From: Douglas Houston (DouglasR.Houston_at_ed.ac.uk)
Date: Thu Apr 16 2015 - 05:10:12 CDT
I can't recall off the top of my head what we did to resolve that
particular issue (I do remember having to switch off firewalls),
although the thread continues here:
but I can tell you it was a waste of time anyway as even if you can
get it to run the speedup you see by running NAMD across multiple
nodes is nonexistent, if they are linked via a standard ethernet
network using cheap consumer-grade switches. Others have reported the
same to me.
It's probably related to latency; NAMD appears to have strict network
hardware requirements that are not actually published.
This is the case for a single simulation; things like REMD might work better.

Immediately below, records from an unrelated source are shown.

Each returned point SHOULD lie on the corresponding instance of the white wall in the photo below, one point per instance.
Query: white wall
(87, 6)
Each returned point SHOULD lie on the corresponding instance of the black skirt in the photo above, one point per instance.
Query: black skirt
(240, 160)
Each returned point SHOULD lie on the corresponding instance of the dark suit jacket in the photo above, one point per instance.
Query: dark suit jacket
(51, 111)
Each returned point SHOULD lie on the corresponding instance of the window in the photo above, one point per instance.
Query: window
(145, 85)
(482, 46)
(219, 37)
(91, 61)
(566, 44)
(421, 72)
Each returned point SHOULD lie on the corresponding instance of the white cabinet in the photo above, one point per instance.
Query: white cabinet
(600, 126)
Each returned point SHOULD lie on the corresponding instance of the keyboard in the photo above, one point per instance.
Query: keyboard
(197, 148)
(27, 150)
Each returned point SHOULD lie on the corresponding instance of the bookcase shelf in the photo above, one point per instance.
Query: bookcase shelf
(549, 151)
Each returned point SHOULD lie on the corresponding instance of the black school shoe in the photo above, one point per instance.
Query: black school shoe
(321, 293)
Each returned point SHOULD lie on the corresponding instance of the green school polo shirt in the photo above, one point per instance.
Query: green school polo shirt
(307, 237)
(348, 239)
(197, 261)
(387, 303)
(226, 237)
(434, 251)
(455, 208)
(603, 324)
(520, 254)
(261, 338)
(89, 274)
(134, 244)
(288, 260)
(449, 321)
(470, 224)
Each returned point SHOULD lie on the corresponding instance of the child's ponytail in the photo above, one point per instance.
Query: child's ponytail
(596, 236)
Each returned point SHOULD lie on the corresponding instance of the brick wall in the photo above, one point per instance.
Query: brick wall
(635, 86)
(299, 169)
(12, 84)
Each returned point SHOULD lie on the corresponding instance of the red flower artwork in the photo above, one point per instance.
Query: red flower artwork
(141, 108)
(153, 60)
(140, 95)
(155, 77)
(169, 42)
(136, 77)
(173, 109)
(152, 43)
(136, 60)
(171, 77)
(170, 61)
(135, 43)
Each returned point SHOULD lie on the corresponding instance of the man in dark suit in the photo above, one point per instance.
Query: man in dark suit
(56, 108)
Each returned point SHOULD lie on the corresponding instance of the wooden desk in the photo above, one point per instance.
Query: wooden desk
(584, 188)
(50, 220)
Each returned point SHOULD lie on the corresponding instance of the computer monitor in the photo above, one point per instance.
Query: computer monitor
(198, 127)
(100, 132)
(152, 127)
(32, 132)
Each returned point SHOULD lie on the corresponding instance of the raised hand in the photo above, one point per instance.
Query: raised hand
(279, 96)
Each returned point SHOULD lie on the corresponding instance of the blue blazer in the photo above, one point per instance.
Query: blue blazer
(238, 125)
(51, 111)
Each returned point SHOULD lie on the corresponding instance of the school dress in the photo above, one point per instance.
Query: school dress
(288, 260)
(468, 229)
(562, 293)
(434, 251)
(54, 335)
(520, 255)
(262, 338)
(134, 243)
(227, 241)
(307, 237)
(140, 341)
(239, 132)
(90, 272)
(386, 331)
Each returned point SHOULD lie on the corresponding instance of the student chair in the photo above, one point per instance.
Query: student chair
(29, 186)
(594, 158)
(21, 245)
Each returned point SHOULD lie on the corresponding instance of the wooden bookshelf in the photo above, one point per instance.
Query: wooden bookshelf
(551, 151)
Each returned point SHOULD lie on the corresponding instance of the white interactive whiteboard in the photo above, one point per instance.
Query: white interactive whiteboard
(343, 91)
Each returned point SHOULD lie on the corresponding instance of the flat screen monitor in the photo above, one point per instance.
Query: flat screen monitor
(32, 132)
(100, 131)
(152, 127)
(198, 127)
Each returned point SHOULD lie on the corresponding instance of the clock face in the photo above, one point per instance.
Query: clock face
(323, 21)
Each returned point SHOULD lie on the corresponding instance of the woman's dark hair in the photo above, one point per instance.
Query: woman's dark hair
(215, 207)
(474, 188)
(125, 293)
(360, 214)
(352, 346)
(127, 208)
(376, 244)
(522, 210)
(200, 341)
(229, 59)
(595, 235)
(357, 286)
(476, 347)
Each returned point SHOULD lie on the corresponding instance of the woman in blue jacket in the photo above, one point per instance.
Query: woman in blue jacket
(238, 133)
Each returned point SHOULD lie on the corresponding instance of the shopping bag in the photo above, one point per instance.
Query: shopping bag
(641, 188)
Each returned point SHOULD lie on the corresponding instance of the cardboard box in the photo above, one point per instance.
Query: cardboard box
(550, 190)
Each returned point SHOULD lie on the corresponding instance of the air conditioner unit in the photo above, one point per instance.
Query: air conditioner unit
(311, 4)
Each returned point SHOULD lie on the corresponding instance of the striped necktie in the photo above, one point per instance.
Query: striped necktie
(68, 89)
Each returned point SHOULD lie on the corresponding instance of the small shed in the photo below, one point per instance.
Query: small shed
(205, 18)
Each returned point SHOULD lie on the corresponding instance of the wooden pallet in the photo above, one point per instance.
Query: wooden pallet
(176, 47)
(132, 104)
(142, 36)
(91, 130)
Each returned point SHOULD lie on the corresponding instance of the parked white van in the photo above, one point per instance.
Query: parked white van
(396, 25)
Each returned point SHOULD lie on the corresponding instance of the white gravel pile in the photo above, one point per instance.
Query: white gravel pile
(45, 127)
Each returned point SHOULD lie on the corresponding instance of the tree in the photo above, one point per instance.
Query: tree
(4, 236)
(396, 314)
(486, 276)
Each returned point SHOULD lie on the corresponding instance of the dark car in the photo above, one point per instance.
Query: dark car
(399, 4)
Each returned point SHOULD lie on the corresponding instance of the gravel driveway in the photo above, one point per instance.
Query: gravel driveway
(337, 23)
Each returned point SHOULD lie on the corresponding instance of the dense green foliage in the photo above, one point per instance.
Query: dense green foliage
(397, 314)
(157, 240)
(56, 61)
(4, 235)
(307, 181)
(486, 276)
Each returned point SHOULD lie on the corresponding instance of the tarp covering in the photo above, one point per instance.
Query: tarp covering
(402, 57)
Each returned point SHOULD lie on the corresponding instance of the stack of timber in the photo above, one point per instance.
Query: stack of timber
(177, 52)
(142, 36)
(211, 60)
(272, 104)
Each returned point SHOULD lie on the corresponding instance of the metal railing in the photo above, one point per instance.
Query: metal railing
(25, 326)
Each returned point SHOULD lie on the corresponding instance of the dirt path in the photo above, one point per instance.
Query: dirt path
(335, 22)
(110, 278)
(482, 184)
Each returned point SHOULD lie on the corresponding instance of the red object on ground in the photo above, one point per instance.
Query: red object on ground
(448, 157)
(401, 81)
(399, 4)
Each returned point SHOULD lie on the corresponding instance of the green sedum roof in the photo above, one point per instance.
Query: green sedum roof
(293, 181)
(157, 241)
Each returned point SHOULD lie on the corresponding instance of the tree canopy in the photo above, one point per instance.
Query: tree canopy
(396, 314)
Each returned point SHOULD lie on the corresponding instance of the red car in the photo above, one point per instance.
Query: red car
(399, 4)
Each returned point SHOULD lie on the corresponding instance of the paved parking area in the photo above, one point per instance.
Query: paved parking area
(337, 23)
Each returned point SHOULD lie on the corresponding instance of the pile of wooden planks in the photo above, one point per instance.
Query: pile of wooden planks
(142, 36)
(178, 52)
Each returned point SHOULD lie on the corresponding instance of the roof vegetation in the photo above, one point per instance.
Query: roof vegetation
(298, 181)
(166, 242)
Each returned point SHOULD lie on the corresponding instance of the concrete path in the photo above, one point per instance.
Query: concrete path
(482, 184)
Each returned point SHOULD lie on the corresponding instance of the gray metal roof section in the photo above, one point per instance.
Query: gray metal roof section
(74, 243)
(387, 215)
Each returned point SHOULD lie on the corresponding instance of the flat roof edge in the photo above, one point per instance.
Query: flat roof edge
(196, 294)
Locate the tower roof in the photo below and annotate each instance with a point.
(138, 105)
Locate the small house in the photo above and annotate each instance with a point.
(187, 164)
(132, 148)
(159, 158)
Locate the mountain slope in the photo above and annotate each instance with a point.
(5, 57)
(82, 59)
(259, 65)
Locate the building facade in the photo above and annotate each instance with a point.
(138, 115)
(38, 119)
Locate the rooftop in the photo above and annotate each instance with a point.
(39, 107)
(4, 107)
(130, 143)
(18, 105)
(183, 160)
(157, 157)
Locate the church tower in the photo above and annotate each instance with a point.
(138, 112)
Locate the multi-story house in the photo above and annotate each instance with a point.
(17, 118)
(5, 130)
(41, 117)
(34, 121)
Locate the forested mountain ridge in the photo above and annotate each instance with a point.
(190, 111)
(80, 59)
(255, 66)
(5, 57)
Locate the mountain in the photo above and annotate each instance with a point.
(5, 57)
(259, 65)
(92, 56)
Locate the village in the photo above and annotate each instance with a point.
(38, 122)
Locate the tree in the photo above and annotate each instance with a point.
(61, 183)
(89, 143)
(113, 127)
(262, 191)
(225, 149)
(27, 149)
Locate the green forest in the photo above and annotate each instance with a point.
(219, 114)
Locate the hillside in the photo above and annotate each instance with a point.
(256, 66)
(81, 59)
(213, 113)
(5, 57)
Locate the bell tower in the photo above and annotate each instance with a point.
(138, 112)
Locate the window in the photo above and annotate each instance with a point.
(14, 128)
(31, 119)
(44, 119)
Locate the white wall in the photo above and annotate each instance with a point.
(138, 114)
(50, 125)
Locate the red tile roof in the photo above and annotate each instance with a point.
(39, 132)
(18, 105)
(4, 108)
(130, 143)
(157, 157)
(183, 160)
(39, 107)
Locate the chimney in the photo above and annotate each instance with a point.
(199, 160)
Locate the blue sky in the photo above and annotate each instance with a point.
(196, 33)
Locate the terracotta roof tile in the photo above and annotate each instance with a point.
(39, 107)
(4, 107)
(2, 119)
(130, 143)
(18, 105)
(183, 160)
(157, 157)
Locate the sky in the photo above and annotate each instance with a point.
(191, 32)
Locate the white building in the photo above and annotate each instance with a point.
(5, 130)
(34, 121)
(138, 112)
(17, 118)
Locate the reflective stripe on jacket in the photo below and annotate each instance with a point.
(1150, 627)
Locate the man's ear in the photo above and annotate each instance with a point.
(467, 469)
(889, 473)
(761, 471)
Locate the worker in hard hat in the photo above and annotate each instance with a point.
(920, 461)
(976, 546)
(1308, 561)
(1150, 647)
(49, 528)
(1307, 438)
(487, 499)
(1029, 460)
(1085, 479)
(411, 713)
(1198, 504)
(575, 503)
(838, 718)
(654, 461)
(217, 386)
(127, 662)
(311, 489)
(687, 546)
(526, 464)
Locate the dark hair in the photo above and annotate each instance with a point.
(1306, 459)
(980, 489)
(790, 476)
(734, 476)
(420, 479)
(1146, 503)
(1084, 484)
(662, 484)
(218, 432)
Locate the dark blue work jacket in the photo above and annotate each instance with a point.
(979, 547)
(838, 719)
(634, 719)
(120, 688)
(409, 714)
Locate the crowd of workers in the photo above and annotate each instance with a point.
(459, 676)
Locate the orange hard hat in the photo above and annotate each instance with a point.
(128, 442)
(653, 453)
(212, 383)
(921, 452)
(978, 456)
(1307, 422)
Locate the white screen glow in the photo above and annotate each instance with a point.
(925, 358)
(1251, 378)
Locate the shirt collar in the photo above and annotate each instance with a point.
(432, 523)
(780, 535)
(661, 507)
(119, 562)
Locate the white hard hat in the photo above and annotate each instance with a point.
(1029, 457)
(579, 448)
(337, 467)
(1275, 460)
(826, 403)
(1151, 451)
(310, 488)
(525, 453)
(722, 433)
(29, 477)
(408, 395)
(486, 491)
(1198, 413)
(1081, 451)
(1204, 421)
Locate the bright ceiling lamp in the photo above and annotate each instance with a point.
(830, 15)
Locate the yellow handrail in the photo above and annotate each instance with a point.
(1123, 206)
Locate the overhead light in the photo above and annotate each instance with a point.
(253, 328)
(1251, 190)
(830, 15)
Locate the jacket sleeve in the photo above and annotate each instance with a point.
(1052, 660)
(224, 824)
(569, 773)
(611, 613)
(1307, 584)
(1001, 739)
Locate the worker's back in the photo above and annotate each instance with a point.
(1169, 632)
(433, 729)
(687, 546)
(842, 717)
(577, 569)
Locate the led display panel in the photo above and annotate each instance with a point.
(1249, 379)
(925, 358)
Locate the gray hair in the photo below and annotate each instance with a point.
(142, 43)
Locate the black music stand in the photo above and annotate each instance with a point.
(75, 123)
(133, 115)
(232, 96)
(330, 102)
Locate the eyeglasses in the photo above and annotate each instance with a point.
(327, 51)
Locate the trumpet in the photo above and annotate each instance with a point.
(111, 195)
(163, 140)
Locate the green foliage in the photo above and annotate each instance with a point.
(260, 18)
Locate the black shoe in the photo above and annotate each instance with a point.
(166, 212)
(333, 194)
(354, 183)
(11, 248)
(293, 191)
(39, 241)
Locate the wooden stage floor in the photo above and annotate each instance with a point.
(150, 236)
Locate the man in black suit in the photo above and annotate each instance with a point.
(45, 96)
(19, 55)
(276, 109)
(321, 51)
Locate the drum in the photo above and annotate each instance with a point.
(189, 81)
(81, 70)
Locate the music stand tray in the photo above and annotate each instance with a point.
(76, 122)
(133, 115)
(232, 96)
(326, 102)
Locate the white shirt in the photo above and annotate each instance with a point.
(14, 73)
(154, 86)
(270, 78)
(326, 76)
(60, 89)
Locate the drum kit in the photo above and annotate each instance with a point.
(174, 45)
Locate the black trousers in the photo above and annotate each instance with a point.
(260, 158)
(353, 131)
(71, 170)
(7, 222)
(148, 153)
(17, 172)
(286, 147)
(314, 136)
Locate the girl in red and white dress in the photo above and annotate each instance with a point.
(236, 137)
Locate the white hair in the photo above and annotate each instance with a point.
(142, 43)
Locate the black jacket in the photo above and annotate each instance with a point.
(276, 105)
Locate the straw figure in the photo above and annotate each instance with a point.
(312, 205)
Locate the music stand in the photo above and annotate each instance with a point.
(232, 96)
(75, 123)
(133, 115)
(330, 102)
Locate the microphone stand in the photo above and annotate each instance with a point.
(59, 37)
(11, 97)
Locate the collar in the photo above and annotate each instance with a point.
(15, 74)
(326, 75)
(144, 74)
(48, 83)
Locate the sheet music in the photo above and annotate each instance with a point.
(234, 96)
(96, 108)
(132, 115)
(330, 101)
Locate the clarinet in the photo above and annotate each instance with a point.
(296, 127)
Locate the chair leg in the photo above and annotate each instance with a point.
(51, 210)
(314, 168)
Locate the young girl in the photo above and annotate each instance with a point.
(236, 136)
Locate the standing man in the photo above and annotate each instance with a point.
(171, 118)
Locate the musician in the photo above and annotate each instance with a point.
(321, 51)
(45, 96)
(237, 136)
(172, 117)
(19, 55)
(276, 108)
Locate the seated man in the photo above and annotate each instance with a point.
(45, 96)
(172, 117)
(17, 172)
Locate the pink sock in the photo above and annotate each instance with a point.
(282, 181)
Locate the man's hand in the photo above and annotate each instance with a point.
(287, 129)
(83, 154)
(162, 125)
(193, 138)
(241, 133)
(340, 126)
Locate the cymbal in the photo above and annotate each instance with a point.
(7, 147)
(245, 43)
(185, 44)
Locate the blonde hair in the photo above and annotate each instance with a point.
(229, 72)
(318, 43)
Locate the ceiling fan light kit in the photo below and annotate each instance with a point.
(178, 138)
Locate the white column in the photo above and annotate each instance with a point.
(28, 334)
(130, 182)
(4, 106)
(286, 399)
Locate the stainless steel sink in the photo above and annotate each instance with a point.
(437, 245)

Quoting Michael Charlton <michael.charlton_at_inhibox.com> on Thu, 16 Apr
2015 09:37:29 +0100:
> Hi Douglas,
> I have been following your problem with getting NAMD running in
> parallel on
> It seems that I have an identical problem and I cannot see a final
> resolution on this thread. Can you tell me if you managed to get it
> working and what your solution was ?
> (I am running on a Centos/Rocks cluster where my file space is
> shared between all nodes and hence they are all trying to read the
> same ssh keys which seems to cause the clash).
> Many thanks,
> Michael Charlton, InhibOx
Quoting Nicholas M Glykos <glykos_at_mbg.duth.gr> on Mon, 22 Sep 2014
11:40:59 +0300 (EEST):
>> > Thank you very much for that, it is supremely helpful. I am going to try
>> to replicate the various benchmarking tests you describe in your link. To
>> that end, I wonder if you would be able to supply me with the 60,000-atom
>> ionized.psf and heat_out.coor files you used so that my steps match yours
>> as closely as possible?
> I don't expect scaling problems to be protein-specific. We were getting
> reasonable scaling with the ApoA1 benchmark distributed by NAMD
> developers (see
> for a more recent test with NAMD 2.8 + CUDA. The measurements stop at four
> nodes because we only had four nodes with GPU's :-)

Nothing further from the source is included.